LA JUSTICE INTERNATIONALE AUJOURDHUI
Conférence organisée par l’ADIF (Association pour la défense du droit international humanitaire, France), en coopération avec l’AIJD (Association internationale des juristes démocrates) et Droit solidarité et la participation d’autres organisations humanitaires.
Contact principal : Daniel Iagolnitzer adif@laposte.net
Comité d’organisation :
- Nuri Albala (Droit solidarité)
- Nils Andersson, Daniel Iagolnitzer (ADIF)
- Roland Weyl (AIJD)
- Marina Rivasseau (assistante pour l'organisation de la conférence)
La conférence est ouverte au public. L'inscription préalable n'est pas obligatoire. Cependant toutes les personnes intéressées peuvent s'inscrire en envoyant un message à adif@laposte.net avec le contenu suivant :
- Inscription conférence 30-31 mai
- nom, prénom, adresse, courrier électronique,
- activité et/ou profession,
ainsi que toute autre information ou message complémentaire que vous souhaiteriez nous transmettre. Les participants inscrits auront leur place réservée et priorité pour la participation aux discussions.
1. But et organisation de la conférence
A la suite des développements de la justice internationale depuis les années 1990, et à la veille de la procédure de révision (prévue en 2009) du Statut de la Cour pénale internationale ainsi que du débat en France sur la mise en conformité des lois nationales avec ses engagements internationaux, le but de la conférence est de rassembler diverses organisations humanitaires et personnalités concernées pour
- faire un point précis sur la situation actuelle, en présentant les développements positifs mais en analysant aussi les limitations et les problèmes de fond de la justice internationale dans le domaine du droit international relatif à la guerre et plus spécialement du droit international humanitaire (crimes de guerre, contre l’humanité et génocide)
- discuter les possibilités d’action dans la lutte contre toute impunité, y compris celle des Etats puissants tels que les Etats-Unis, la Russie ou Israël.
Un objectif essentiel est d’aboutir à l’édition d’un ouvrage apportant une information précise et complète et présentant les différents points de vue sur les questions évoquées. La conférence et cet ouvrage devraient répondre en particulier aux principales questions posées par les non spécialistes, telles que celles évoquées ci-dessous en annexe.
La conférence est prévue à la Cité internationale universitaire de Paris (RER Cité Universitaire), Vendredi 30 et Samedi 31 Mai 2008, dans le salon David Weill (Maison internationale), avec une répartition à confirmer entre exposés, tables rondes et discussions. Le Samedi après-midi sera en principe consacré à une large discussion d’ensemble avec tous les participants.

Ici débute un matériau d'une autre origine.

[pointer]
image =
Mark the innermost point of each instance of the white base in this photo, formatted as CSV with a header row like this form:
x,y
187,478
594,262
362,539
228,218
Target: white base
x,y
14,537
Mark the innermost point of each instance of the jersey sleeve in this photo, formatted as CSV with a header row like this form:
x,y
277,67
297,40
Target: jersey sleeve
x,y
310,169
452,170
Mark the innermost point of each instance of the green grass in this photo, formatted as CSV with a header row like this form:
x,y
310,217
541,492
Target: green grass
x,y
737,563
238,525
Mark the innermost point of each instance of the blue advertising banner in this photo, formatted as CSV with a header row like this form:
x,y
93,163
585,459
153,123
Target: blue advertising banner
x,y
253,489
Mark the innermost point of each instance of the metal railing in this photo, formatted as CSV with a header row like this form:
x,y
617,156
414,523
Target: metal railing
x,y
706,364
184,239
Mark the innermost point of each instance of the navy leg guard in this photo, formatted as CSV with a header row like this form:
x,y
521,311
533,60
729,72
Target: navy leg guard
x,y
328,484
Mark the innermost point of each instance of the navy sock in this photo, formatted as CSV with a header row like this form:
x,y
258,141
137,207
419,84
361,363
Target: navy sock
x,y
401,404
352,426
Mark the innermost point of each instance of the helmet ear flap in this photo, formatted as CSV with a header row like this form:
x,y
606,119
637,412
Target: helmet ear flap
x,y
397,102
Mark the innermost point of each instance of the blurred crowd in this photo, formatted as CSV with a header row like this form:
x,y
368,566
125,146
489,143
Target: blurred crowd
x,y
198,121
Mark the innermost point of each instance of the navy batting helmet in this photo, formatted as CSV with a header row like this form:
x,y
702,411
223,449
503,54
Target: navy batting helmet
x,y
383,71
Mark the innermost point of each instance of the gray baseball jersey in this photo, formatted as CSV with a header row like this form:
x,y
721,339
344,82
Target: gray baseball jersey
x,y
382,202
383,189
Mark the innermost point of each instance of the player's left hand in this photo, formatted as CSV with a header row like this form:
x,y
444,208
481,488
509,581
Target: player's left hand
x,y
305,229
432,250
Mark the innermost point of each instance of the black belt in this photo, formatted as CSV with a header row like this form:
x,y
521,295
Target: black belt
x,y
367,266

Pauses, avec boissons et viennoiseries ; repas au restaurant La Terrasse pour nos invités (accès au restaurant universitaire de la Maison internationale pour les autres participants : coût du repas autour de 5 euros).
2. Conférenciers
Les conférenciers indiqués ci-dessous ont confirmé leur participation.
- Amady Ba, représentant du Procureur de la Cour pénale internationale, Chef de la Section Coopération, Division Coopération et Complémentarité, Bureau du Procureur
- Patrick Baudouin, avocat, président d’honneur de la FIDH, Fédération internationale des droits de l’homme
- William Bourdon, président du réseau international de juristes SHERPA
- Robert Charvin, professeur de droit, doyen honoraire de la Faculté de Droit et de Sciences économiques de Nice
- Géraud De la Pradelle, juriste, professeur émérite à l'université Paris X-Nanterre, président de la CEC, Commission d’enquête citoyenne sur le génocide au Rwanda
- Ibrahm Essemlali, secrétaire général de l’Union des avocats arabes
- Rudolf El Kareh, professeur à l’Université Libre de Bruxelles et consultant international
- Ian Fermon, avocat, membre du Bureau de l’Association internationale des juristes démocrates (AIJD), porte-parole de l’association belge Progress Law
- Simon Foreman, avocat, président de la Coalition française pour la Cour pénale internationale
- Roger Koussetogué Koudé, enseignant en droit international, Université catholique de Lyon
- Daniel Iagolnitzer, co-président de l’Association française pour la défense du droit international humanitaire (ADIF)
- Anne-Cécile Robert, journaliste, rédactrice en chef adjointe du Monde Diplomatique, professeur à l’Institut d’études européennes, Université Paris VIII.
- Geneviève Sevrin, présidente d’Amnesty International France de 2003 à 2008
- Roland Weyl, avocat, vice-président de l’Association internationale des juristes démocrates (AIJD)
3. Programme
Vendredi 30 Mai
9 h accueil
9h30-10h10 Exposé introductif
- Le droit international relatif à la guerre, au génocide et aux crimes contre l’humanité et les différentes formes de la justice internationale
Pause
10h30-12h30 Session 1 La compétence universelle des juridictions nationales
- Patrick Baudouin, président d’honneur de la FIDH, Fédération internationale des ligues des droits de l’homme
- La compétence universelle : évolution et situation actuelle
- William Bourdon, président du réseau international de juristes SHERPA
- La compétence universelle est-elle en lambeaux ?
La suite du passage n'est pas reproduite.